Produtos Melhores com IA

Não são apenas processos de atendimento ao cliente que podem ser aprimorados. O que os bancos também podem fazer é usar a inteligência artificial para criar produtos que unem investidores a tomadores de empréstimos. A gestão do risco de crédito em tempo real é complexa, mas possível, e os bancos têm um escopo enorme para aproveitá-la para garantir uma compreensão da real situação.

As oportunidades são significativas. O valor comercial global derivado da IA deve totalizar US$ 1,2 trilhão em 2018, um aumento de 70% em relação a 2017, segundo o Gartner. E plataformas de investimento online como a Nutmeg e o site de crowdfunding de equity Seedrs mostraram o apetite que existe por plataformas de investimento de varejo.

A Inteligência Artificial poderia mudar radicalmente como os bancos de varejo podem unir investidores ou poupadores a oportunidades de investimento, o que pode ser visto com o início de alguns investidores peer-to-peer. Isso permite que os clientes escolham um perfil de risco ou de rendimento antes de investir. É possível, inclusive, especificar que seu dinheiro não deve ser emprestado a empresas que realizam testes com animais ou que dependem de combustíveis fósseis. Sistemas inteligentes podem ajudar a lidar com as difíceis análises matemáticas e de risco desse tipo de poupança e investimento.

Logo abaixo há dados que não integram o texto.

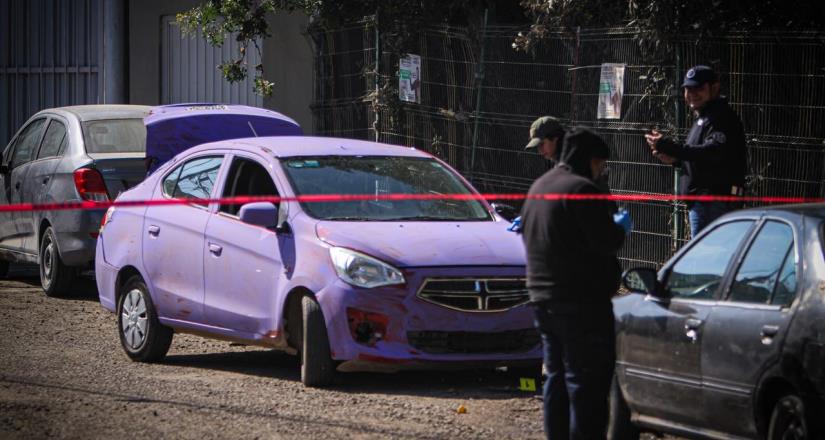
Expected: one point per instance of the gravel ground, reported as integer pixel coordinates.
(63, 374)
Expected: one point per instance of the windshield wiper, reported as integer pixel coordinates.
(423, 218)
(347, 218)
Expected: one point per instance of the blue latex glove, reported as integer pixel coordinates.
(516, 225)
(622, 218)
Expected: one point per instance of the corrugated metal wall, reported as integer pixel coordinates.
(189, 70)
(50, 56)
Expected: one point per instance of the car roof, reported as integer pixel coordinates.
(103, 111)
(303, 146)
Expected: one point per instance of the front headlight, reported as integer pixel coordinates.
(362, 270)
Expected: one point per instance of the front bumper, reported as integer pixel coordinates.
(423, 335)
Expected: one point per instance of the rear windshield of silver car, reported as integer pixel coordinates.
(375, 180)
(115, 136)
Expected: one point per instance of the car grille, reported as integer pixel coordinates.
(435, 342)
(475, 294)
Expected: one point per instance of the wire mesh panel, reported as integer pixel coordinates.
(479, 97)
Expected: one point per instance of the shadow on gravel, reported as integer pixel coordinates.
(484, 383)
(313, 421)
(272, 364)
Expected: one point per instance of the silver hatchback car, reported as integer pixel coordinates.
(63, 155)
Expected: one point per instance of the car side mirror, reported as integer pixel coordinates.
(259, 213)
(642, 280)
(505, 211)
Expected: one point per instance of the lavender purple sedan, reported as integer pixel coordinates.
(347, 285)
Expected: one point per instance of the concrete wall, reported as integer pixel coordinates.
(287, 58)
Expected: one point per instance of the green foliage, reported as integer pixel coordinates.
(398, 23)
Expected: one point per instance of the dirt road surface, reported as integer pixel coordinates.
(63, 374)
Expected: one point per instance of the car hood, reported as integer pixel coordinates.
(419, 244)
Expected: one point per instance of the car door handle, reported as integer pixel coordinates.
(215, 249)
(769, 331)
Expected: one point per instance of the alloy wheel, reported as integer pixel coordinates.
(134, 318)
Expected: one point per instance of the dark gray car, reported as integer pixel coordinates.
(727, 340)
(62, 155)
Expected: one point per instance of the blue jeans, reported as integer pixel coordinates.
(579, 356)
(702, 214)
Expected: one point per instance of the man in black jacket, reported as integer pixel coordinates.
(713, 159)
(572, 273)
(546, 135)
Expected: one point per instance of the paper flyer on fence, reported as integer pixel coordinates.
(409, 79)
(611, 89)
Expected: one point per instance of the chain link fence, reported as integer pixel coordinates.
(479, 96)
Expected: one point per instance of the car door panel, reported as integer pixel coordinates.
(661, 337)
(39, 179)
(744, 333)
(242, 262)
(25, 149)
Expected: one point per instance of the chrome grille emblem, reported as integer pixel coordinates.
(475, 294)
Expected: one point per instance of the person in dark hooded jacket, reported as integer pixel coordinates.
(572, 273)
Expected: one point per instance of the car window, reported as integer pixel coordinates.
(246, 178)
(197, 178)
(27, 142)
(786, 284)
(380, 176)
(700, 270)
(52, 141)
(171, 181)
(759, 271)
(115, 136)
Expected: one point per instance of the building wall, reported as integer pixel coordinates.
(51, 55)
(287, 58)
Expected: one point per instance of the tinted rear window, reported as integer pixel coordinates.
(115, 136)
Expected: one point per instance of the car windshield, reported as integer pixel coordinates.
(115, 136)
(379, 176)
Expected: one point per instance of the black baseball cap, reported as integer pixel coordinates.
(699, 75)
(544, 127)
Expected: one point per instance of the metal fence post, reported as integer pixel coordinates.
(377, 121)
(677, 218)
(479, 83)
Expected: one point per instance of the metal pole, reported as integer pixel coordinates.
(677, 218)
(114, 51)
(479, 82)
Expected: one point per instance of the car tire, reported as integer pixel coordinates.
(619, 425)
(143, 337)
(317, 367)
(55, 277)
(788, 420)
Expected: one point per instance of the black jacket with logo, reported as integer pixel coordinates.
(571, 244)
(714, 156)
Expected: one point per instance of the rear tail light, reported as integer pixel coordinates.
(90, 185)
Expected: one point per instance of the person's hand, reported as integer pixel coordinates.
(622, 218)
(670, 160)
(652, 138)
(515, 226)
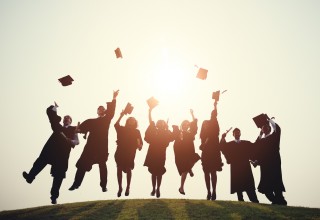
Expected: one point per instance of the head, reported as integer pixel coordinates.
(131, 123)
(214, 114)
(266, 129)
(161, 125)
(185, 125)
(100, 111)
(236, 133)
(67, 120)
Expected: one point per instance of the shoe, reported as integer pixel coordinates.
(73, 187)
(181, 192)
(209, 196)
(127, 192)
(27, 177)
(119, 192)
(213, 196)
(53, 200)
(158, 193)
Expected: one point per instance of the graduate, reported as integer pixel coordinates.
(128, 141)
(96, 149)
(55, 152)
(211, 156)
(238, 154)
(184, 151)
(158, 137)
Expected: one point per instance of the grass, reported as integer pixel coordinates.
(162, 209)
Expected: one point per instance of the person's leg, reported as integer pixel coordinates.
(103, 176)
(153, 179)
(270, 196)
(129, 174)
(214, 184)
(207, 180)
(252, 196)
(56, 184)
(119, 176)
(159, 179)
(279, 199)
(37, 167)
(240, 196)
(183, 180)
(77, 179)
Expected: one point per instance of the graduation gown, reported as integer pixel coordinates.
(238, 156)
(56, 151)
(211, 155)
(268, 156)
(96, 149)
(158, 141)
(127, 146)
(184, 151)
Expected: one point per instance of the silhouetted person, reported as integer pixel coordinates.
(55, 152)
(185, 155)
(211, 156)
(96, 149)
(128, 141)
(158, 136)
(238, 154)
(268, 156)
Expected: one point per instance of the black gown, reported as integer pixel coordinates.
(158, 142)
(267, 152)
(211, 155)
(127, 146)
(184, 151)
(238, 156)
(96, 149)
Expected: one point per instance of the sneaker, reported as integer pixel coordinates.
(73, 187)
(53, 200)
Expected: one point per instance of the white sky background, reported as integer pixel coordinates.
(265, 53)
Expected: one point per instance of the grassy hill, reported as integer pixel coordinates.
(162, 209)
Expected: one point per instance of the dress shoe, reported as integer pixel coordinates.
(158, 193)
(27, 177)
(53, 200)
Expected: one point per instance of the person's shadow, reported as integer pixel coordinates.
(155, 209)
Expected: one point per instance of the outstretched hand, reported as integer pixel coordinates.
(115, 94)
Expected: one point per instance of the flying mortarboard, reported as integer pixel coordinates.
(118, 53)
(152, 102)
(202, 73)
(128, 109)
(66, 80)
(216, 95)
(261, 120)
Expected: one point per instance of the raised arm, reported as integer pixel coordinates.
(111, 106)
(150, 116)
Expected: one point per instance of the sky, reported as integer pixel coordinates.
(264, 53)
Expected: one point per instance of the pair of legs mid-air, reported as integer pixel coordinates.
(156, 182)
(183, 180)
(211, 180)
(119, 175)
(81, 173)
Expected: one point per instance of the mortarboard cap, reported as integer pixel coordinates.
(66, 80)
(216, 95)
(202, 73)
(128, 109)
(152, 102)
(118, 53)
(261, 120)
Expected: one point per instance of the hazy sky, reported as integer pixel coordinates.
(265, 53)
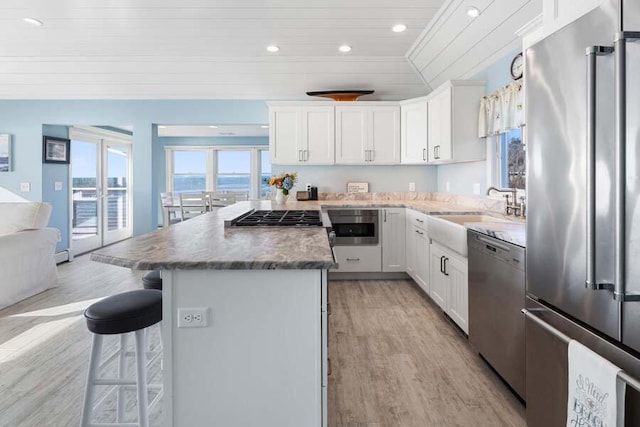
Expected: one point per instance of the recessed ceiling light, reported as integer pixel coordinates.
(33, 21)
(473, 11)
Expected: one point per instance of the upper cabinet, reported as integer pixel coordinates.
(302, 134)
(413, 131)
(367, 134)
(443, 127)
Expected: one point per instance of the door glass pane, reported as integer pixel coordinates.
(234, 171)
(117, 195)
(189, 171)
(265, 167)
(84, 169)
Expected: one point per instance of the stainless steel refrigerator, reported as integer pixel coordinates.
(583, 189)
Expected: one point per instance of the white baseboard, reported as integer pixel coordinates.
(62, 256)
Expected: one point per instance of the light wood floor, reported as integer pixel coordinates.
(396, 361)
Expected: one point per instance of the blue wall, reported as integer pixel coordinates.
(462, 176)
(24, 119)
(59, 199)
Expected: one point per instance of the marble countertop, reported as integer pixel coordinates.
(204, 243)
(508, 232)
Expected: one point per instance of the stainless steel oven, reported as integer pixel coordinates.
(355, 226)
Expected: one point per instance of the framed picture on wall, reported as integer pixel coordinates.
(55, 150)
(5, 153)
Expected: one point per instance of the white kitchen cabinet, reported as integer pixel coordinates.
(417, 248)
(453, 123)
(368, 134)
(449, 286)
(358, 259)
(413, 131)
(302, 134)
(393, 239)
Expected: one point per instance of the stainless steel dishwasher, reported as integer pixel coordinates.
(496, 296)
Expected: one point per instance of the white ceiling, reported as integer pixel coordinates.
(199, 131)
(208, 49)
(454, 46)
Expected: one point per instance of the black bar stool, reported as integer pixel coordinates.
(121, 314)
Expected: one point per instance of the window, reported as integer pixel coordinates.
(512, 160)
(193, 169)
(189, 171)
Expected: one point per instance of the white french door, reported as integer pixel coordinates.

A Inteligência Artificial pode usar correlações e matrizes de covariância em grandes conjuntos de dados e pode começar a derivar uma profunda compreensão dos dados (desde que estejam limpos – lixo que entra e sai, no fim das contas). Por exemplo, determinar se um cliente tem excesso de dinheiro disponível e usar um perfil de risco gerado pela IA para apresentar opções personalizadas, o que vai ajudar o cliente a gerar renda mais alta por meio de poupança ou investimentos. O surgimento de uma infraestrutura open banking torna isso eminentemente possível. E por que isso não está mais amplamente disponível?

Infraestrutura de “favela”?

Como Hans Tesselaar, diretor executivo do Banking Industry Architecture Network (BIAN), avalia: “Com muita frequência os bancos juntam aplicativos com pouco planejamento futuro. O resultado é como uma favela, com infraestrutura e higiene corporativa mal planejadas – e estradas ruins, não a cidade reluzente do futuro!”

O lançamento de novas funcionalidade em serviços financeiros requer muito mais atenção do que qualquer outro mercado. Se uma companhia aérea tem um pequeno problema com reservas, pode colocar o cliente, compreensivelmente ressentido, no próximo voo. Para um banco, um problema menor pode significar que o dinheiro de uma pessoa está inacessível. Este é um verdadeiro problema para o cliente e um risco para a reputação do banco.

A modernização dos principais sistemas deve ser progressiva. É preciso tratar essa questão como uma jornada. O destino é a arquitetura componentizada que separa as principais arquiteturas e seus ativos de seus principais mecanismos de transação, mas isso deve ser cuidadosamente pensado e feito de forma profissional.

Segurança, resiliência e escala, tudo exige níveis excepcionalmente altos de testes e dupla garantia. Uma vez em vigor e com novas e sólidas fundações, é muito mais fácil e menos arriscado para os bancos obterem a competência que precisam para suportar novos modelos de negócios e novas funções; do cloud-economics a análises sofisticadas de interesse dos clientes.